How real was it when you, as a kid, got into one of those little amusement-park motor boats that actually was guided by steel bars around big tubs of water while you played with a useless steering wheel?

Under the current set of rules, restrictor-plate racing is the most artificially close form of motor racing ever nationally telecast live.
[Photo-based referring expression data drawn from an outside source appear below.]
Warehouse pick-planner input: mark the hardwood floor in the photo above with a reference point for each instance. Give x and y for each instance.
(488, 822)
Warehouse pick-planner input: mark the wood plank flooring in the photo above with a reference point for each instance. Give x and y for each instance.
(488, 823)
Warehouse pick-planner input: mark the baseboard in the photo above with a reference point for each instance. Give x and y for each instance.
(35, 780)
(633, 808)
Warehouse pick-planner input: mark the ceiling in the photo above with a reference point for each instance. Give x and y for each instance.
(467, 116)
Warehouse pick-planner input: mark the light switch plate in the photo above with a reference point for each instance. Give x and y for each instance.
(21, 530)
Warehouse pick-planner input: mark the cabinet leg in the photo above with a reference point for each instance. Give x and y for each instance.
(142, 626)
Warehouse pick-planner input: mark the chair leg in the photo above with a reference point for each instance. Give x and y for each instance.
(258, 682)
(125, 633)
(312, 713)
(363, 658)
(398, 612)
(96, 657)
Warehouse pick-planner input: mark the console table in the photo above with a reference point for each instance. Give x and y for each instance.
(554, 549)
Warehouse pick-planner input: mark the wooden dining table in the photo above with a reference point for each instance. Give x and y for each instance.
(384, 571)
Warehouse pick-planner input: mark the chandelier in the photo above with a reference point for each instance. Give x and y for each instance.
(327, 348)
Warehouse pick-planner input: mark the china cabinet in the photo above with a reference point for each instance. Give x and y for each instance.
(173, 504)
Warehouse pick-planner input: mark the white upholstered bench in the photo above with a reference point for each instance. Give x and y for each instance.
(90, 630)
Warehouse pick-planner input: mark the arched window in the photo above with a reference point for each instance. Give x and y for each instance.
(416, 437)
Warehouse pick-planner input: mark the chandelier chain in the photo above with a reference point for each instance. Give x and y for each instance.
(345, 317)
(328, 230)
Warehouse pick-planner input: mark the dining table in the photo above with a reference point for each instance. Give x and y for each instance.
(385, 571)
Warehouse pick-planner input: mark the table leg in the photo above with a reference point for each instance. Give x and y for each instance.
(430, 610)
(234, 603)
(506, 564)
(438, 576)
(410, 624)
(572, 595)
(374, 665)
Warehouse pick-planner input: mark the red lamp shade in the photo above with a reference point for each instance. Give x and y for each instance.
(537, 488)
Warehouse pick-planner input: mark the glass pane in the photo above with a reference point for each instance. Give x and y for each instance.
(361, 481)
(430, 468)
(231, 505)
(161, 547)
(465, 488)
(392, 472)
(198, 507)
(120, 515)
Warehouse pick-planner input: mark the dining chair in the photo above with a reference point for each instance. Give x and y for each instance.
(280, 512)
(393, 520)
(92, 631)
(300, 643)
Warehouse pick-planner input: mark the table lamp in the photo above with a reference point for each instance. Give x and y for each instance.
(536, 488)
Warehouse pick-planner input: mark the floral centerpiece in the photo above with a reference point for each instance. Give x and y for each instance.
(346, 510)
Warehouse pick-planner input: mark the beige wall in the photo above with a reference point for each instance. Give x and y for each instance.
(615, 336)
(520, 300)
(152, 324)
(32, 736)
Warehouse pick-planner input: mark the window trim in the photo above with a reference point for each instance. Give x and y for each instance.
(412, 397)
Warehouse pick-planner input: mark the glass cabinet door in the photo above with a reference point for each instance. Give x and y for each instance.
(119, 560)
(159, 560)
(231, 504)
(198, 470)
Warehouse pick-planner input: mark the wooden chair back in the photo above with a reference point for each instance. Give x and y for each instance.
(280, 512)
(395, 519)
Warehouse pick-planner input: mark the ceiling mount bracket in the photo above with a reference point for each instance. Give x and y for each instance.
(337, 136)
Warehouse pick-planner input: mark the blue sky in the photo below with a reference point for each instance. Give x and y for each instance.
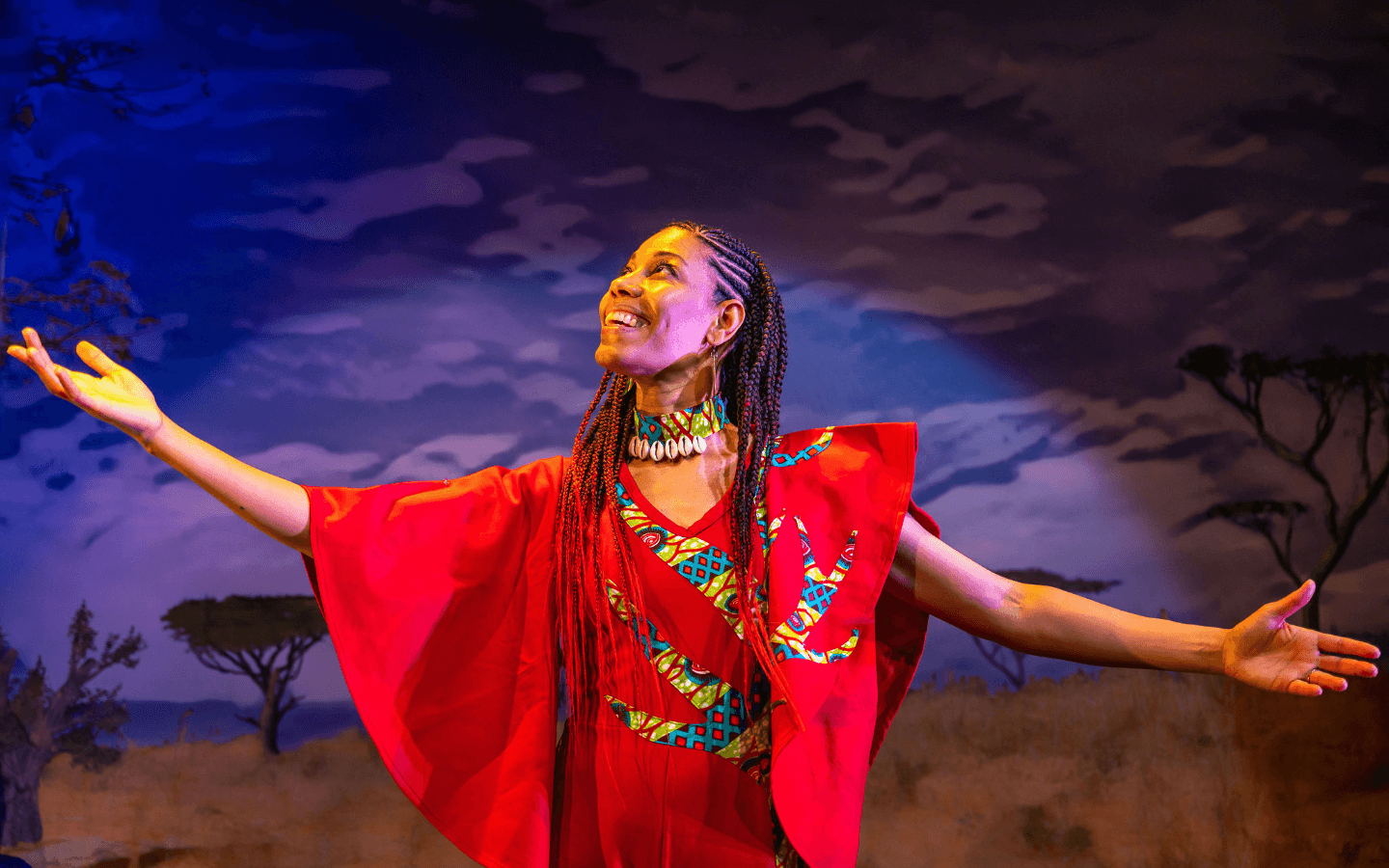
(375, 239)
Those guys aren`t racing; they`re stuck together, with cars that can`t get out of one another`s way.

The competition only looks close.

Engine talk

Widening the cars to stir up more air at the next plate race, the Pepsi 400 at Daytona in July, won`t be enough. "They need to take the restrictor plates off," says Earnhardt, quite correctly.

But to remove the plates, keep speeds below 200 mph at Daytona and Talladega and bring back throttle response, what NASCAR really needs is smaller engines that would be the same for all tracks.

It`s hard for NASCAR officials to imagine abandoning the current formula -- 351 cubic-inch V-8s with tolerance of up to 358 - because these engines have evolved into such reliability since they were mandated in 1974.

Blown engines are rare now - though one did knock Mike Skinner out of almost-certain victory at Atlanta in March, and another took Rusty Wallace out of the lead last week at Talladega.

But such failures used to be an accepted part of the game on a weekly basis. They could become a calculated risk of real racing again.

In 1989, NASCAR considered dropping engine displacement to 250 cubic inches. But Ford and General Motors howled that they couldn`t come up with such a package. And there was fear that German and Japanese manufacturers might enter the fray because their U.S. plants qualified their models as American-made cars. So the notion was dropped.

Now, the smaller engines, wound to higher RPM, would bring back throttle response at the giant tracks, and bring down speeds at intermediate tracks that are now too fast -- cars enter the corners at both Atlanta and Texas at 200 mph-plus.

And while NASCAR technical specialists are at it, they could drop specification of the archaic pushrod engine in favor of the overhead-cam power plants that are universally used even in today`s street cars.

For 26 years, NASCAR has maintained that the pushrod 351 provided excellent competition. It did.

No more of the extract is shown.